Depositar un envase de vidrio en el contenedor, además de la demostración de civismo, puede convertirse en un acto momentáneo cargado de evocaciones metafóricas. Cuando en casa o en un restaurante se rompe una copa, un vaso o una botella se produce un estrépito que anuncia desgracia. El objeto que existía hasta hace nada se quiebra y pierde su entidad. Hay un instante de sobresalto que interrumpe el hilo de lo que estábamos haciendo y nos obliga a reparar en el percance, para luego regresar con normalidad a nuestra obligación con la rutina. En nuestra cabeza se produce un lapso mínimo de tiempo en el que habita una cierta inclinación a la sanción que bien podría resumirse así: esto no debió suceder.
Sin embargo, cuando uno acude al iglú verde e introduce el envase se produce un efecto distinto. Uno lo arroja sin temor alguno a que se haga trizas al llegar al fondo; es más, nuestro oído busca el impacto del cristal contra el cristal y reconoce en el estrépito un cierto gusto que colma nuestra conducta, algo que no es igual si el ruido de vidrios no se produce. Se desata, pues, un instante placentero basado en la destrucción, quizás porque nos proporciona la posibilidad de simular una transgresión consentida: lo que en casa es lamentable, sancionable, reprochable, aquí es expansivo y permitido.
Recordemos las escenas cargadas de tensión producidas por la rotura voluntaria y violenta de una botella. El acto de lanzamiento es una declaración de agresión potencial, aunque el objeto estrellado quede lejos de los presentes. Parece como si nuestra memoria tuviera el rastro de ese acto primitivo de desahogo, de liberación de una agresividad sin diana y nos lo recordara de una forma atenuada cuando introducimos el envase en el contenedor y quedamos a la espera del estrépito benefactor.
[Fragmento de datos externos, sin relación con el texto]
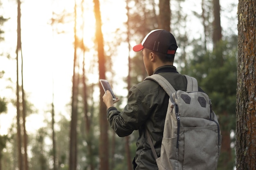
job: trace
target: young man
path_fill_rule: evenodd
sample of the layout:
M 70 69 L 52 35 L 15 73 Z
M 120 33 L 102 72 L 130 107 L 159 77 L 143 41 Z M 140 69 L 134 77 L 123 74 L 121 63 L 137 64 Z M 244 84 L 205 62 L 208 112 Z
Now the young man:
M 142 43 L 135 46 L 133 51 L 142 50 L 143 61 L 148 75 L 159 74 L 165 77 L 175 90 L 186 91 L 186 77 L 179 74 L 173 66 L 178 48 L 173 35 L 164 30 L 151 31 Z M 129 91 L 127 105 L 118 111 L 113 104 L 109 91 L 103 97 L 108 108 L 108 120 L 112 128 L 119 137 L 129 135 L 139 130 L 137 149 L 133 161 L 134 169 L 158 170 L 155 159 L 146 133 L 147 129 L 158 157 L 169 97 L 156 82 L 146 80 L 133 86 Z

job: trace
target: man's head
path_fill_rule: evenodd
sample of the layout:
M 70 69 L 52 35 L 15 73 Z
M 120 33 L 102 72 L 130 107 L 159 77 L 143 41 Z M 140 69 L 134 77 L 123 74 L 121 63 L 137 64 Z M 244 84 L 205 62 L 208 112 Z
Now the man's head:
M 133 49 L 135 51 L 143 50 L 144 64 L 150 75 L 157 67 L 173 64 L 177 48 L 173 34 L 166 30 L 157 29 L 148 33 L 141 43 L 134 46 Z

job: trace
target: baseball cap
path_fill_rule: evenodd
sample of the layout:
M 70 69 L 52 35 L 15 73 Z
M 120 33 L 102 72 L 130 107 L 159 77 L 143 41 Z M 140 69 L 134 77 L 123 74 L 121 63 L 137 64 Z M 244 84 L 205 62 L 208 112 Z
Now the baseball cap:
M 144 48 L 164 54 L 175 54 L 178 46 L 174 36 L 170 32 L 155 29 L 148 33 L 142 42 L 134 46 L 132 49 L 139 51 Z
Algo así debería de ser la sensación de libertad. Actuar como si uno estuviera saltándose los límites y las reglas, y sin embargo estar contribuyendo al bienestar del planeta.
En las mayorías de los textos que te leo en tu bitácora de Morera, las dualidades las desarrollas de manera muy sugerentes, llegando a unirse, las situaciones o hechos en propuestas para pensar o debatir.
En este caso la libertad individual se hermana con una finalidad colectiva, lo que me lleva a seguir creyendo en la idea, a veces ideal, que lo individual se relaciona con colectivo, que mi libertad se puede transformar en riqueza colectiva, aunque sean hechos aparentemente sin ninguna significación.
Muy buena está dualidad.
De ahora en adelante tirar un envase de mermelada al contenedor verde me va a sonar a libertad.